As I explain in my forthcoming book Alpha God, religions bear all the marks of primate dominance, to include large head displays. The pope’s papal tiara, for example, is a towering, triple-crown of gold and sparking gems explicitly meant to signify that the pope’s rule transcends the civil authorities. Historically, popes have literally had the power to make kings kiss their feet. Here are the words traditionally spoken at the papal coronatio, “Receive the tiara adorned with three crowns and know that thou art the father of princes and kings, ruler of the world…”

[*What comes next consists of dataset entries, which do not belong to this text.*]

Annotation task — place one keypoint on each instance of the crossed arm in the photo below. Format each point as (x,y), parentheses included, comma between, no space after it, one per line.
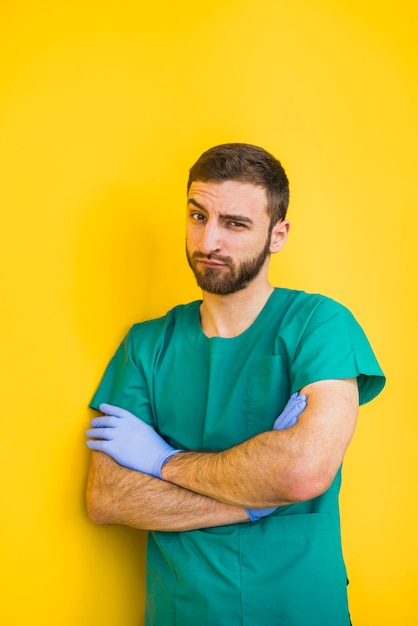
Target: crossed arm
(212,489)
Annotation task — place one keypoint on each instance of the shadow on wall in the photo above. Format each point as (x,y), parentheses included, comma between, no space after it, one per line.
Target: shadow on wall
(117,264)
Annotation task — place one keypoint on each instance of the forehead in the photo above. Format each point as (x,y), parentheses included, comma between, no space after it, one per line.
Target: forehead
(229,194)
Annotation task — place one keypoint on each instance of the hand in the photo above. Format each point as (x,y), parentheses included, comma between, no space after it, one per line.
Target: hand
(287,418)
(129,440)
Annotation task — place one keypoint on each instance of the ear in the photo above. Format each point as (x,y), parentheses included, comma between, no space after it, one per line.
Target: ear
(279,235)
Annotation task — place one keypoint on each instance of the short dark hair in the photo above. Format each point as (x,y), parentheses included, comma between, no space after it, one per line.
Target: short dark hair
(245,163)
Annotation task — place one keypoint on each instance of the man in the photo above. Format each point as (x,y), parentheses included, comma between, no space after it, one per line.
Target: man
(200,443)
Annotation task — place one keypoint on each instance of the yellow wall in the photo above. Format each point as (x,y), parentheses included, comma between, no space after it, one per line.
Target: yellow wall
(104,106)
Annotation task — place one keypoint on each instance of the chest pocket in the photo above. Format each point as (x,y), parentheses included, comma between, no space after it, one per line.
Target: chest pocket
(268,392)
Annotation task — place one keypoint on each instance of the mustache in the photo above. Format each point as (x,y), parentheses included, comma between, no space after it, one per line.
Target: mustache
(212,256)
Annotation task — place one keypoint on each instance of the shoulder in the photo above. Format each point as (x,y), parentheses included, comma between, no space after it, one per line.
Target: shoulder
(302,307)
(151,331)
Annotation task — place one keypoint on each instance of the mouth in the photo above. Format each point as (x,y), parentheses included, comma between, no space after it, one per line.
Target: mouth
(210,263)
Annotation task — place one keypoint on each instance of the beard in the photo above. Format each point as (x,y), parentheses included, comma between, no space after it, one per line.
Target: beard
(231,278)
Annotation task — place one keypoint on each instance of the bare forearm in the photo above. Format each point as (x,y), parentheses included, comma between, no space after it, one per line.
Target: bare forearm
(117,495)
(277,467)
(240,476)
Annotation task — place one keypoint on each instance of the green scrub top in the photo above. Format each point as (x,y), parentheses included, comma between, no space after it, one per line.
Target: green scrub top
(205,393)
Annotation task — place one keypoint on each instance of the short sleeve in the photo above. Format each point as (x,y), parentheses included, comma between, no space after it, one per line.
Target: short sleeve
(334,346)
(124,384)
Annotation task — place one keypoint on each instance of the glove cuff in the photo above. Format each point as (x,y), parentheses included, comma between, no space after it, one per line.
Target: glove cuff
(166,457)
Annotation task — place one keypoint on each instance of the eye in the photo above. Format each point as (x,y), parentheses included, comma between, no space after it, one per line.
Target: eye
(237,225)
(197,217)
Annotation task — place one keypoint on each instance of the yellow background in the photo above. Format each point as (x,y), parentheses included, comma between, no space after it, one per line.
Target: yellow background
(104,106)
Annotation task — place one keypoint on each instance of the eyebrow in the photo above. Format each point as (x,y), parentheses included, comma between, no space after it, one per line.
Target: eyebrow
(226,216)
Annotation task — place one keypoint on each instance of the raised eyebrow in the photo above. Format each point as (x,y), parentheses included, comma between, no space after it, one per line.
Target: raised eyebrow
(225,216)
(236,218)
(196,204)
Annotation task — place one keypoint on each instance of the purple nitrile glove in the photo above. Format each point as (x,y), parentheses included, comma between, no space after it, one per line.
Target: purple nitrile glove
(129,440)
(287,418)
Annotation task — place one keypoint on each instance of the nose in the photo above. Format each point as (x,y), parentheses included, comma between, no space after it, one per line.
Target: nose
(210,239)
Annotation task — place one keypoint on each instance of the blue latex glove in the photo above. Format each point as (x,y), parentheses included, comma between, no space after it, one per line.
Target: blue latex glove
(287,418)
(129,440)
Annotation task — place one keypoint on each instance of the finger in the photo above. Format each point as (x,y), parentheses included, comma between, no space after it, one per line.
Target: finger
(94,444)
(116,411)
(105,421)
(101,433)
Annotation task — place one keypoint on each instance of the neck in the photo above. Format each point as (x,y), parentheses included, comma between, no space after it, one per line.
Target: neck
(229,316)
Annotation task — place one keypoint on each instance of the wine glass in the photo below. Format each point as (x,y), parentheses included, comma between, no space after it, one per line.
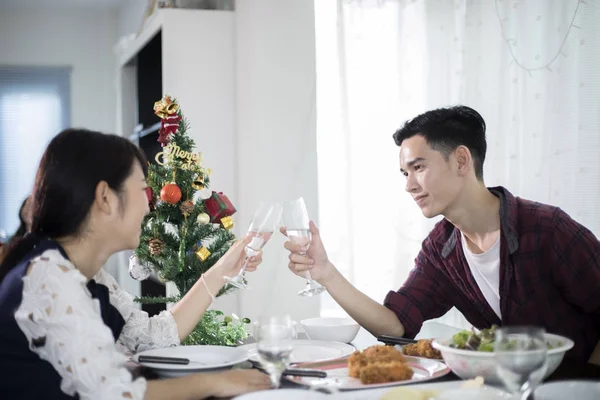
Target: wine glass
(274,343)
(521,358)
(295,218)
(265,220)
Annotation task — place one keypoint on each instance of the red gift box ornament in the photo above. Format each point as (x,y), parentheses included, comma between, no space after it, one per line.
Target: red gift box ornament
(218,206)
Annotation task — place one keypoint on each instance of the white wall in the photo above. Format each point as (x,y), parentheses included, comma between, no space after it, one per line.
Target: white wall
(276,136)
(81,39)
(130,16)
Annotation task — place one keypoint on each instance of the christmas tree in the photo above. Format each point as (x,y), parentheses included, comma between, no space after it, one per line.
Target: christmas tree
(188,228)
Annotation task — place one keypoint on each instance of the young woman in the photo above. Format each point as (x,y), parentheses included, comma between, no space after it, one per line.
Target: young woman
(61,315)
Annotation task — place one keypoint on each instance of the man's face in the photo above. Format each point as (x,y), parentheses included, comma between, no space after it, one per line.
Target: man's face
(432,181)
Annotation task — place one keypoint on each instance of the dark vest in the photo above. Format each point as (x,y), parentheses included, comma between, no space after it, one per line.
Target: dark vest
(24,375)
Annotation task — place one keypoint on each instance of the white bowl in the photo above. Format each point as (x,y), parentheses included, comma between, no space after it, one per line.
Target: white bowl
(480,393)
(469,364)
(334,329)
(579,390)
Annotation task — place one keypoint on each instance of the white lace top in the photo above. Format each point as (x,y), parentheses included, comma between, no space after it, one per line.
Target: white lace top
(57,307)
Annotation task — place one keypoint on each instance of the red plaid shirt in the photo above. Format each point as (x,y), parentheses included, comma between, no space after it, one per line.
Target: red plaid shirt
(549,276)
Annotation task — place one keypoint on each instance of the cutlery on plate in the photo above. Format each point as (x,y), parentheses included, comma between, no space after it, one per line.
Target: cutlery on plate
(387,339)
(306,372)
(167,360)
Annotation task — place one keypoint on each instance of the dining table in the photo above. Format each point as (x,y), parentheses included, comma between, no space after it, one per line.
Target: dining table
(431,329)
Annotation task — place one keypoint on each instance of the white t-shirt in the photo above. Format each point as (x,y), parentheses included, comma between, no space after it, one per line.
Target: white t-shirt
(485,268)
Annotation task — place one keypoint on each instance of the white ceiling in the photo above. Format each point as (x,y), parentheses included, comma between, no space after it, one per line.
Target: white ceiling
(63,4)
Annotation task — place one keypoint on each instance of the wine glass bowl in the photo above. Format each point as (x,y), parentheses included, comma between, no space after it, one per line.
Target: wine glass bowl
(274,344)
(521,354)
(263,224)
(297,224)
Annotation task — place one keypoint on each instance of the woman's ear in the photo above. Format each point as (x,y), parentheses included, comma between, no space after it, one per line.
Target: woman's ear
(105,198)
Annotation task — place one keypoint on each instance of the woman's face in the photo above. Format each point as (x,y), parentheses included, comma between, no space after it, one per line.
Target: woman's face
(134,207)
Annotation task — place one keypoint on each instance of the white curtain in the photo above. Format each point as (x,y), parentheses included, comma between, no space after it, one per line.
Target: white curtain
(531,68)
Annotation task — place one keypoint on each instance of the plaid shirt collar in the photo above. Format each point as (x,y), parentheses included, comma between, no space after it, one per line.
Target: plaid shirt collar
(508,222)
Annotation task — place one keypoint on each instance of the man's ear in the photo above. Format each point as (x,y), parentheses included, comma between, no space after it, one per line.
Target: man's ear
(104,198)
(464,161)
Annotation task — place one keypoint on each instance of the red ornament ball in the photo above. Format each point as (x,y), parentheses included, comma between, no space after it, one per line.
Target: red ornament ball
(170,193)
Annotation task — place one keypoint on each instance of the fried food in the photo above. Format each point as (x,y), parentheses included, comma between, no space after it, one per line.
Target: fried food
(422,348)
(382,372)
(379,364)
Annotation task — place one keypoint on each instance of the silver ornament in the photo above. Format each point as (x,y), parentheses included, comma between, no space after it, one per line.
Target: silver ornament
(137,270)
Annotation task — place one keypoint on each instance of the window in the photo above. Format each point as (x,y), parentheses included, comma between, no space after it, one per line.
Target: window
(34,107)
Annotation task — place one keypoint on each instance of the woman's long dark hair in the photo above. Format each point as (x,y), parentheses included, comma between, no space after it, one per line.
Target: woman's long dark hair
(74,162)
(23,216)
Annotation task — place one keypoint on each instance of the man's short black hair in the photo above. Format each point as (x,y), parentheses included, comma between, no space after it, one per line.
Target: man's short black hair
(445,129)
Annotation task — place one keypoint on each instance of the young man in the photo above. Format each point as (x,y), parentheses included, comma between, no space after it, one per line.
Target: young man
(498,258)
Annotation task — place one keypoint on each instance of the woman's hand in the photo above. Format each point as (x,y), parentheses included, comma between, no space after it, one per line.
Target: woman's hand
(231,262)
(237,381)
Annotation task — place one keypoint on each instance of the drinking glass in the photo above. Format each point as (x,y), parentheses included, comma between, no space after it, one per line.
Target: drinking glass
(274,343)
(295,218)
(265,221)
(521,358)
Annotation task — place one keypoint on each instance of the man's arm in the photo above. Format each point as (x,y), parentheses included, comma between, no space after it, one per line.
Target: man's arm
(422,297)
(374,317)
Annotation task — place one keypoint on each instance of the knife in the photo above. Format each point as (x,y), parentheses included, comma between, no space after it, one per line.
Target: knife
(167,360)
(387,339)
(305,372)
(315,373)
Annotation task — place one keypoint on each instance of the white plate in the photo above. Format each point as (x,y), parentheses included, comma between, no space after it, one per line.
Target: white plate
(337,374)
(580,390)
(308,351)
(287,394)
(202,359)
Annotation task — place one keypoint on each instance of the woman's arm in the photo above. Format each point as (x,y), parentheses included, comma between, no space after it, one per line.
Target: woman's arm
(62,323)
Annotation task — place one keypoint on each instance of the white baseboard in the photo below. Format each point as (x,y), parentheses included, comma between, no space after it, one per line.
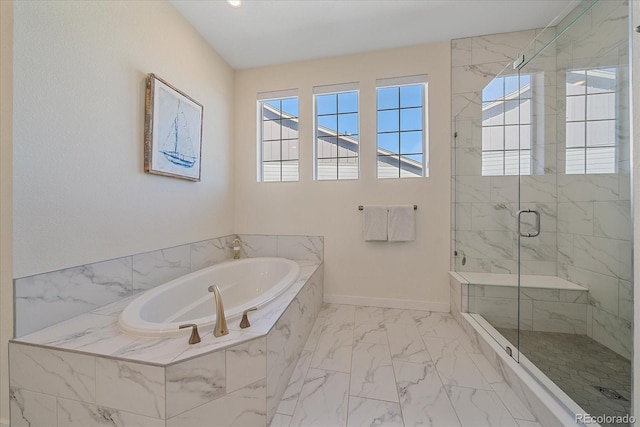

As for beards, those naturally occurring head-enlargers inherited from our primate ancestors, the Old Testament orders that “You shall not round off the side-growth of your heads nor harm the edges of your beard” (Lev. 19:27). Many religious men are required to wear them, including in Hinduism, Rastafarianism, Judaism, Sikhism, and among the Amish. Ancient Egyptian Pharaohs, who were considered gods on earth—the absolute pinnacle of male human power— wore exaggeratedly long false beards called postiches as a symbol of their divine status. Saint Clement of Alexandria astutely noted the parallels between men’s beards (and chest fuzz) and the fearsome head displays of male lions, claiming that God “adorned man, like the lions, with a beard, and endowed him, as an attribute of manhood, with shaggy breasts—a sign of strength and rule”. And religious beards still resonate as symbols of competition and power. Amish men in Ohio have recently been arrested for assaulting their male co-worshippers and chopping off their beards. Similarly, when videos emerged of Saddam Hussein, captured and having his beard checked for lice, it enraged the Ba’athist, Sunni, and other Islamists for whom touching a man’s beard is considered a terrible insult. Finally, in American popular culture, God, the most dominant male in the Universe—whose archetype I argue is based on a dominant male human— is sometimes called the bearded old man. For us primates and our evolved minds, bound as we are to our competitive and reproductive urges, this implies a different level of dominance from, say, a smooth-faced adolescent.
In general, the older an adaptation is, the deeper its psychological meaning may be embedded in our thinking, and often below conscious awareness. And so, until pressed with clever questions in a research lab, many of us have psychological, and even endocrinological, reactions to things without even realizing it. So even the most civilized, peaceable, unassuming bearded hipster may pull for reactions that trace back to a time during which our male primate ancestors were battling to survive and reproduce. Doubly so for men of the cloth representing that ever-dominant male in the sky.